В сияющей небесной вышине с шумом пронеслась к пруду, блестевшему в лощине, стая уток.
— Бабка Мария, — крикнул кто-то в толпе, — утки твои улетели к пруду.
Толпа загоготала, и в это же мгновение пронесся второй вопль палача:
— Ай! Ай!
Измаил Арап наносил удар преклонившему колени осужденному, и голова скатывалась на помост.
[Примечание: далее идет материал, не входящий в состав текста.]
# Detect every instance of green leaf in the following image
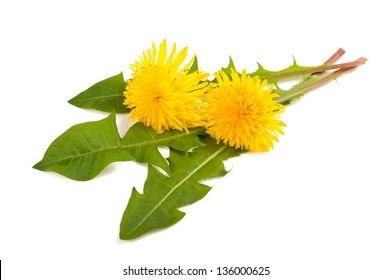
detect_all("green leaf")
[33,113,133,181]
[188,56,198,74]
[68,72,130,113]
[121,123,205,173]
[120,137,243,240]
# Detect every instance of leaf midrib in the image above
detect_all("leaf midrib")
[74,86,123,102]
[120,129,201,149]
[127,145,227,236]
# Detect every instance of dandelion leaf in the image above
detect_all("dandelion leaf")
[120,137,242,240]
[68,72,130,113]
[34,113,133,181]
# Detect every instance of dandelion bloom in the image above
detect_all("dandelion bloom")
[205,69,285,152]
[124,40,209,133]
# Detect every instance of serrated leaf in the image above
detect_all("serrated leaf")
[120,137,242,240]
[34,113,205,181]
[121,123,205,173]
[249,59,319,85]
[188,56,198,74]
[33,113,133,181]
[68,72,130,113]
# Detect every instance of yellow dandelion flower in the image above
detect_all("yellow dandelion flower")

Палач тотчас подхватывал ее, показывая народу и рыча, скалил белые, как у тигра, клыки.
Судьи, заседавшие в гнетущей тишине тронной палаты, догадались по крикам и внезапному молчанию толпы, что началась страшная работа.
В душе Никоарэ щемящее чувство жалости боролось с непреклонным решением свершить справедливое возмездие; у него мелькнула тоскливая мысль: «Первая неизменная основа власти молдавских господарей — дьяк. Вторая — палач».
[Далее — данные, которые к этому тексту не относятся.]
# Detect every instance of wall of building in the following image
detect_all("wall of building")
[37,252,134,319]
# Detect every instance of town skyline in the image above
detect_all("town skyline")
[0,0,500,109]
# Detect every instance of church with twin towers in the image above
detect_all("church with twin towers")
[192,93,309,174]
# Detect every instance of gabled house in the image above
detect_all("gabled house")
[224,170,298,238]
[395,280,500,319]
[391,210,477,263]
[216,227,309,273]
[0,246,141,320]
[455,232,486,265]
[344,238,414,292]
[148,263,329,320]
За час до полудня господарь поднялся с престола и с утомленной улыбкой сказал судьям:
— Довольно. Каждому дню своя доля зла. Завтра, в субботу, у нас будет больше работы — и так каждый день, пока не исчерпаете список. Привозят пойманных и из других городов.
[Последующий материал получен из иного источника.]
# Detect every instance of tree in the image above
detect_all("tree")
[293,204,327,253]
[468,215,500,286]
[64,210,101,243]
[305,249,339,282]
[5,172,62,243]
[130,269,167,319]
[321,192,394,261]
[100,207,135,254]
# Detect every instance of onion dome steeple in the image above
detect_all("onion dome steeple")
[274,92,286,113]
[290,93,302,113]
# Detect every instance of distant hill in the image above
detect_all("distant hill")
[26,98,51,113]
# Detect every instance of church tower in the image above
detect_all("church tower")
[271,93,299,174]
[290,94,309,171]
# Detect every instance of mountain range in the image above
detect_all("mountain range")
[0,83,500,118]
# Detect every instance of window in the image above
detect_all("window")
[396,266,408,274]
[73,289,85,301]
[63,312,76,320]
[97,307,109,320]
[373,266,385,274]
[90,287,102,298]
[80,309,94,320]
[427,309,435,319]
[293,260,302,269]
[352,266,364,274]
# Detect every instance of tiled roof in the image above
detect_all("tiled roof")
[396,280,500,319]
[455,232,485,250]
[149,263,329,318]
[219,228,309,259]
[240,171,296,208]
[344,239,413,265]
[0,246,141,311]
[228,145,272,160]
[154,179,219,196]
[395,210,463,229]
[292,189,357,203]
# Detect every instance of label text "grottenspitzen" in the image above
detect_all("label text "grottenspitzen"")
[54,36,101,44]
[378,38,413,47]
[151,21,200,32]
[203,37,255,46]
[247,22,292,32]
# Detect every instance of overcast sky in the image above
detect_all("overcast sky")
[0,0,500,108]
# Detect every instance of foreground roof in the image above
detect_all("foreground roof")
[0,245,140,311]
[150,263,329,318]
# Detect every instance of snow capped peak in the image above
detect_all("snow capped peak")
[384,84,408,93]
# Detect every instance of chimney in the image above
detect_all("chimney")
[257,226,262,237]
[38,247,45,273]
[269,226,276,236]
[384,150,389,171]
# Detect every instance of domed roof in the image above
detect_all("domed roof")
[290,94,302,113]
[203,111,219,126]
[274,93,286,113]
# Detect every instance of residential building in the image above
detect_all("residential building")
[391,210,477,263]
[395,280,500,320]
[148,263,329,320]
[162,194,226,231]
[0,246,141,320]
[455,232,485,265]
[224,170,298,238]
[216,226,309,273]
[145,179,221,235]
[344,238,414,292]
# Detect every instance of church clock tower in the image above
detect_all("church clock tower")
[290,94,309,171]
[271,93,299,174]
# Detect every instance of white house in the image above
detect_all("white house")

— Государь, — заговорил логофет Раду, — разослал я весть по уездам, что женам и детям разрешается взять для предания земле тела казненных и погребение совершить в любом храме. Господин, — прибавил он шопотом, перед обедом просит тебя матушка Олимпиада заглянуть в горенку брата. Как будто стал оживать.
— Наконец-то слышу добрую весть!.. — со стоном молвил Подкова.
Он отпустил стражу. Оставив при себе лишь логофета Раду, вошел в комнату Младыша. Олимпиада сидела в углу. В комнате царила тишина, тень и прохлада — узкое оконце выходило на запад. Младыш был в воинском кафтане, но без пояса и оружия; он полулежал на постели, опершись спиной о подушки. Улыбался вялой, безразличной улыбкой. Не думал ни о чем. Душевная боль отражалась в его глазах, точно бледный месяц в стоячей воде.
И все же больной пошевельнулся, когда вошел Никоарэ. Услышав звук его голоса, поворотил немного голову. Старший брат осторожно сел рядом и взял его за руку.
— Сашко, — тихо позвал Никоарэ, — Сашко…
— Да… — прошептал Младыш.
— Сашко, скажи, чего тебе хочется…
— Батяня, батяня! — внезапно закричал несчастный.
— Говори, — ласково сказал Никоарэ, обнимая его за плечи.
Глаза больного подернулись влагой слез и блеснули, словно две звезды в тумане. На мгновенье холодные его ладони сжали лицо Никоарэ.
— Батяня, я завертью, завертью опустился… под землю… к внучке стариков… Как же ее звали-то? Позабыл… Я несусь, несусь к ней, а она убегает куда-то, на моих глазах поднимается вверх… к комете. Тогда-то я не мог идти за нею, земля не пускала, а теперь и мне пора улететь туда… за нею…
Он устало склонил голову к левому плечу и закрыл глаза. Из-под ресниц его капали слезы. Матушка Олимпиада слушала, опустив платок на самые глаза.
— Государь — шепнула она, — уж если он стал вспоминать, можно надеяться на исцеление.
— Возможно ли?
— Надейся, светлый государь.
— Что ж, будем надеяться, матушка.
Олимпиада посмотрела на Подкову и, увидев его застывший взгляд, в ужасе всплеснула руками.
— Кто исполняет завещанное, — промолвил Никоарэ, — должен вынести свою долю испытаний, только пусть уж не обременяют его свыше сил.
Матушка Олимпиада, склонив голову, поцеловала его руку с господаревым перстнем.
— Крепись, светлый князь. Господь воздаст тебе.
— Что ты говоришь, матушка Олимпиада? — горько рассмеялся Никоарэ.
— Господин мой, не греши. Иль усомнился в священных истинах?
— Ах, матушка, была бы жалость и справедливость по ту сторону звезд! Но нет ее. Небо пусто и не внемлет нашему отчаянию. И сила, которой мы одолеваем пустыню смерти, только в нас самих, в немощных детях земли.
— Ты говоришь, как язычник, государь, а не как христианин.
— Говорю, как несчастный человек, матушка.